VICE: Höchsttemperaturen in einem kleinen Kebabstand – wie gehst du damit um?
Hazan: Im Sommer, bei 35 Grad im Schatten, in meinem kleinen Kebabstand, ist es eine Katastrophe. Ich arbeite jeden Tag bei 70 bis 80 Grad. Für mich ist es gut! So habe ich keine Chance, dick zu werden. Wenn du am Tag so viel schwitzt, kannst du gar nicht zunehmen. Vor allem isst du dann auch nicht so viel und du musst schauen, dass du viel trinkst. Ich trinke zum Beispiel so um die 5 Liter Wasser am Tag.

Ab welchen Temperaturen würdest du hitzefrei machen?
Ich komme aus dem Irak und habe dort auch schon einen Kebabstand gehabt. Da kann es schon mal um die 50 Grad bekommen – auch da arbeitete ich normal weiter. Das passiert in Österreich zum Glück nicht so schnell. Aber wenn es mehr als 50 Grad hätte, würde ich nicht mehr arbeiten. Da würde ich mir frei nehmen.

"Schurli" Valentin, 44, Arbeiter bei der Straßenreinigung

VICE: Wie erträgt man die Reinigung auf den Straßen Wiens bei Höchsttemperaturen im Sommer?
Valentin: Die Straßenreinigung ist eine Arbeit, die gemacht gehört. Natürlich ist es nicht einfach für uns, aber irgendjemand muss sie halt machen. Um die Arbeit durchzustehen und beim Kreislauf keine Probleme zu bekommen, trinke ich so um die 2 bis 3 Liter am Tag. Ist zwar ein bisschen wenig, aber ich arbeite daran.

Kennst du so etwas wie „hitzefrei"?
Ja. Es gibt eine sogenannte Hitzeregelung, die von der Zentrale ausgeht. Wir fangen um 6 Uhr an und um 12:30 gehen wir uns in der Firma duschen – dann arbeiten wir bis 14:30 weiter und danach haben wir Feierabend.

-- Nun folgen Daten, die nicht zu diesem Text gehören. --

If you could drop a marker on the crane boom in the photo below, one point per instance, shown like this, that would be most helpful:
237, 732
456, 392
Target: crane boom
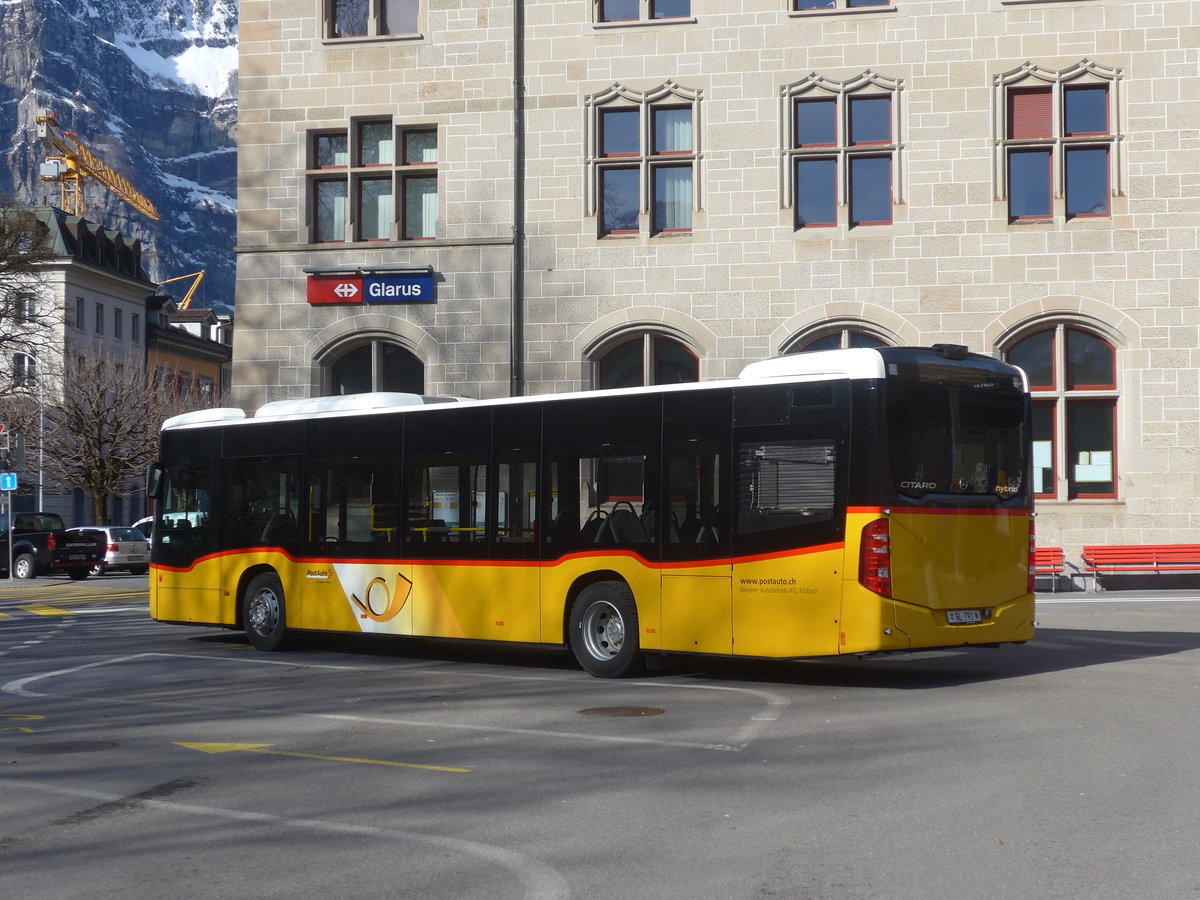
191, 292
73, 162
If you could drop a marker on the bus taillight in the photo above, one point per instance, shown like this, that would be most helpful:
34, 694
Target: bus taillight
875, 558
1032, 581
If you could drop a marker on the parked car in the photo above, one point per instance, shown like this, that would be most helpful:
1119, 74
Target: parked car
41, 544
145, 526
126, 549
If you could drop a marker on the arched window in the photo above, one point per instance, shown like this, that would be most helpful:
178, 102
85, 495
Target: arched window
376, 366
1073, 377
647, 359
839, 340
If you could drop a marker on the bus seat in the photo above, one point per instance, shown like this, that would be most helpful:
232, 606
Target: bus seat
625, 527
595, 528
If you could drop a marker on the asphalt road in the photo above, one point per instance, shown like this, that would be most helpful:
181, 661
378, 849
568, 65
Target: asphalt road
139, 760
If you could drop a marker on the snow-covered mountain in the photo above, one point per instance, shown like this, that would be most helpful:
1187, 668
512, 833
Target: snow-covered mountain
150, 87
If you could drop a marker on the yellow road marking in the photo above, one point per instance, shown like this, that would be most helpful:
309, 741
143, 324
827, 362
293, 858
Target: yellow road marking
42, 610
263, 749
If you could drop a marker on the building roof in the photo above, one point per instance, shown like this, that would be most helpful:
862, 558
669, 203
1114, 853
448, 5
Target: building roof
90, 243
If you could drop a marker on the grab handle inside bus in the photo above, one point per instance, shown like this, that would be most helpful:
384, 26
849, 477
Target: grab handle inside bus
154, 481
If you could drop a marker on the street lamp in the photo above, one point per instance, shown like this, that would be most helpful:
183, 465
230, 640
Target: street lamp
41, 423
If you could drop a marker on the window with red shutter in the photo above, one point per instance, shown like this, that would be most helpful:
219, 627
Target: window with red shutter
1029, 114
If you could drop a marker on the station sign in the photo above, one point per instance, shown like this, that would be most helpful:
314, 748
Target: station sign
347, 288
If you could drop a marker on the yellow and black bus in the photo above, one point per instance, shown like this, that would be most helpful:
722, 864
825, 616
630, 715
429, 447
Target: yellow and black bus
823, 503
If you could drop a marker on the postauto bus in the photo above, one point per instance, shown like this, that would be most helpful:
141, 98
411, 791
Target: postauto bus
825, 503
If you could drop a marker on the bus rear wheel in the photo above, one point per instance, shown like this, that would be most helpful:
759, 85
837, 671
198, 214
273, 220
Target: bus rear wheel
604, 630
264, 613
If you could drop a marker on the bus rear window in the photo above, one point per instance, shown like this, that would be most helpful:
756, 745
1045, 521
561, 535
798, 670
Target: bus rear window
953, 439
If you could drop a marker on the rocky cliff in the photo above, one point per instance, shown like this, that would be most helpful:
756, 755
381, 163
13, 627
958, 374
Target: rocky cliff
150, 87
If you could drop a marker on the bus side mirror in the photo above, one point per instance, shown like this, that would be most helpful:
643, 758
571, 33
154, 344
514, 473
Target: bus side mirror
154, 481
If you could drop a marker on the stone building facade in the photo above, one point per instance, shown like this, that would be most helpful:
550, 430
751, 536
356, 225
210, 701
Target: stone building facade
592, 192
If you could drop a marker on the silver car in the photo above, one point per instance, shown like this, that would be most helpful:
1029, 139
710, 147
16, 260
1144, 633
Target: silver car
126, 549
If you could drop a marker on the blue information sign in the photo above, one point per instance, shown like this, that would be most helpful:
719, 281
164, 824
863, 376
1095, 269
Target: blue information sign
397, 289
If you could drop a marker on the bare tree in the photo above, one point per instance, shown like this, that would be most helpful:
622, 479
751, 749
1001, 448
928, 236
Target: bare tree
99, 427
29, 313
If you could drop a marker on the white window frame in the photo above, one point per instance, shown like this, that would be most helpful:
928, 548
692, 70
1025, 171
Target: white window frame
666, 96
1083, 73
817, 87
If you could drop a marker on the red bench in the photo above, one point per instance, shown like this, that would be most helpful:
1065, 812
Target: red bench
1049, 561
1137, 559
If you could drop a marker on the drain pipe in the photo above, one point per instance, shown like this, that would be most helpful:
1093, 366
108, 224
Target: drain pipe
516, 339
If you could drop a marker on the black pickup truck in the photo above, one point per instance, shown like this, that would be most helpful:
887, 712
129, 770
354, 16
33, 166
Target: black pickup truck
42, 544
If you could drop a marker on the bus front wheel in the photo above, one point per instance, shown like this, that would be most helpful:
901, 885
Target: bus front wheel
24, 567
264, 613
604, 630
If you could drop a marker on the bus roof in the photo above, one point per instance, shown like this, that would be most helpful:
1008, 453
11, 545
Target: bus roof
850, 364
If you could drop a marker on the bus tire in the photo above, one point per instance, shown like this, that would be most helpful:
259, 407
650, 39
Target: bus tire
264, 613
24, 567
604, 630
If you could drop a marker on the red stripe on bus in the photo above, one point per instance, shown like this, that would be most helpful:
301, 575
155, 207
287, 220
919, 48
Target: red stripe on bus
708, 563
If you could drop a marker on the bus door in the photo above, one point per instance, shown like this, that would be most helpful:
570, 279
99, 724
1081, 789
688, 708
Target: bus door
261, 521
694, 529
450, 477
354, 577
790, 459
185, 579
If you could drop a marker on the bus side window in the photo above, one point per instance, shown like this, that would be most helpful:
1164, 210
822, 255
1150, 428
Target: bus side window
262, 502
516, 499
448, 502
352, 502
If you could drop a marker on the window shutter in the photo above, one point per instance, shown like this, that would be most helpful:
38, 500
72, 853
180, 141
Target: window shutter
1029, 114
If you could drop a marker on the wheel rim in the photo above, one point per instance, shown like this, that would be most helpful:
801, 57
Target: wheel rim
604, 630
263, 611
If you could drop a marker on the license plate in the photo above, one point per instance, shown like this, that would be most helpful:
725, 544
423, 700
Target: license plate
964, 617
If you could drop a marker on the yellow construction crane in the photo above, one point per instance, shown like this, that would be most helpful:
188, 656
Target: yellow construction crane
71, 162
191, 292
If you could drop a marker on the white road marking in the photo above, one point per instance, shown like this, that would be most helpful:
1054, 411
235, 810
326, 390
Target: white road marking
739, 741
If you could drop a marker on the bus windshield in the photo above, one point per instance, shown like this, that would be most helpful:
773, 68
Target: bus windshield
957, 439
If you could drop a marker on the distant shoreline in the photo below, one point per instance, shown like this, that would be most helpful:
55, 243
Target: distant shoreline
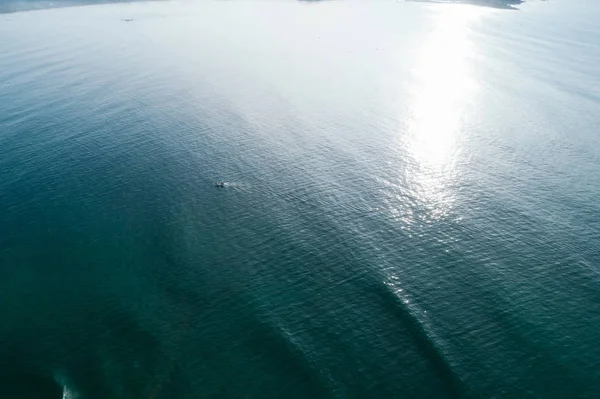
502, 4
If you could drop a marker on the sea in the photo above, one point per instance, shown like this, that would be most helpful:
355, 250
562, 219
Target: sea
410, 204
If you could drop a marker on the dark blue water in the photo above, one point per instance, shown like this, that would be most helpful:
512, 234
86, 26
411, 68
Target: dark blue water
410, 209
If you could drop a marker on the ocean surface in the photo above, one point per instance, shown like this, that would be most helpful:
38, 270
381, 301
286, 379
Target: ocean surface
411, 205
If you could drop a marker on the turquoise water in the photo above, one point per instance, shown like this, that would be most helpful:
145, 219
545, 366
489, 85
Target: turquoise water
411, 203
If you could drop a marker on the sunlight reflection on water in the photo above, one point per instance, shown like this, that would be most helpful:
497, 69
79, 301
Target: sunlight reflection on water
443, 89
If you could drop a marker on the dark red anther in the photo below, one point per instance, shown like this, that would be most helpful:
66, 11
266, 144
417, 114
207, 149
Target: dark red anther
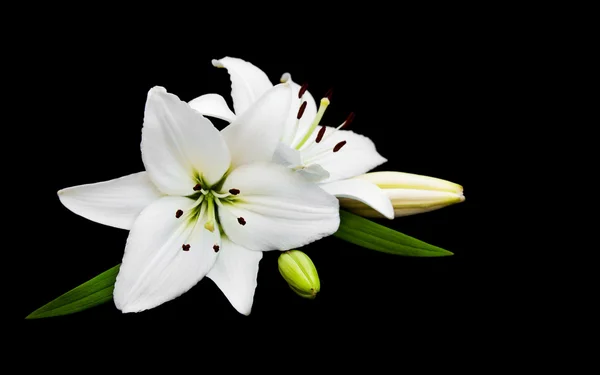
339, 146
348, 121
321, 134
302, 90
301, 110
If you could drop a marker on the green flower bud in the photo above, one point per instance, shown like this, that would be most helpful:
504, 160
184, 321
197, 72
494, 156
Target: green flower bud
300, 273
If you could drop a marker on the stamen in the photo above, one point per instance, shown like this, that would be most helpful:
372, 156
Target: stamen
339, 146
322, 107
218, 195
348, 121
285, 77
210, 223
321, 134
301, 110
302, 90
344, 124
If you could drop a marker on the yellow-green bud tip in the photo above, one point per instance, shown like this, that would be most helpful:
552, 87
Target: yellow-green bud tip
300, 273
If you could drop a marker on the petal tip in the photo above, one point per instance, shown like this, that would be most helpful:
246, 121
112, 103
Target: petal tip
157, 90
217, 63
285, 77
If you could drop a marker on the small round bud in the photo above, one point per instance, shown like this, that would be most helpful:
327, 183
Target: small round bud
300, 273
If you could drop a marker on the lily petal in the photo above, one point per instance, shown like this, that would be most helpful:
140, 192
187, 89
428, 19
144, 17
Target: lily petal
293, 132
363, 191
235, 273
179, 145
155, 267
116, 203
255, 134
287, 156
248, 83
277, 209
213, 105
356, 157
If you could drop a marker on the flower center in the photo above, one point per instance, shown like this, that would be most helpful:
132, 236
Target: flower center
204, 210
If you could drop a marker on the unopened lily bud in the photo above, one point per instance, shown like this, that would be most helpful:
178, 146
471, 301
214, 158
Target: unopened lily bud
410, 194
300, 273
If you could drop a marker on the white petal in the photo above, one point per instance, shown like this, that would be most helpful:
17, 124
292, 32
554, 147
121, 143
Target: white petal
314, 173
179, 144
155, 268
363, 191
291, 158
280, 208
213, 105
292, 131
356, 157
286, 156
235, 273
248, 83
116, 203
254, 135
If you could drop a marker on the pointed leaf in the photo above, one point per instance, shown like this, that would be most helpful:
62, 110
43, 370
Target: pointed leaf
89, 294
365, 233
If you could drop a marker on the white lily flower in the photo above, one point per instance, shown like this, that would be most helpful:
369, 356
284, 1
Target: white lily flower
326, 155
409, 193
208, 203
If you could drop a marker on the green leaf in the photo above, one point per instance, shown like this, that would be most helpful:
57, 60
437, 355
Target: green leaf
89, 294
365, 233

Aber gibt es bei euch eine Höchsttemperatur, ab der nicht mehr gearbeitet wird?
Eine gewisse Höchsttemperatur, bei der wir nicht mehr arbeiten dürfen, gibt es nicht – das geht alles von der Zentrale und vom Chef aus. Wir sind da schon abhängig von denen. Die höchste Temperatur, bei der wir gearbeitet haben, war 41 Grad bei der Triester Straße im 23. Bezirk im Jahr 2014. Da ist weit und breit keine Überdachung, kein Schatten. Aber da muss man durch – und der Sommer geht auch wieder vorbei.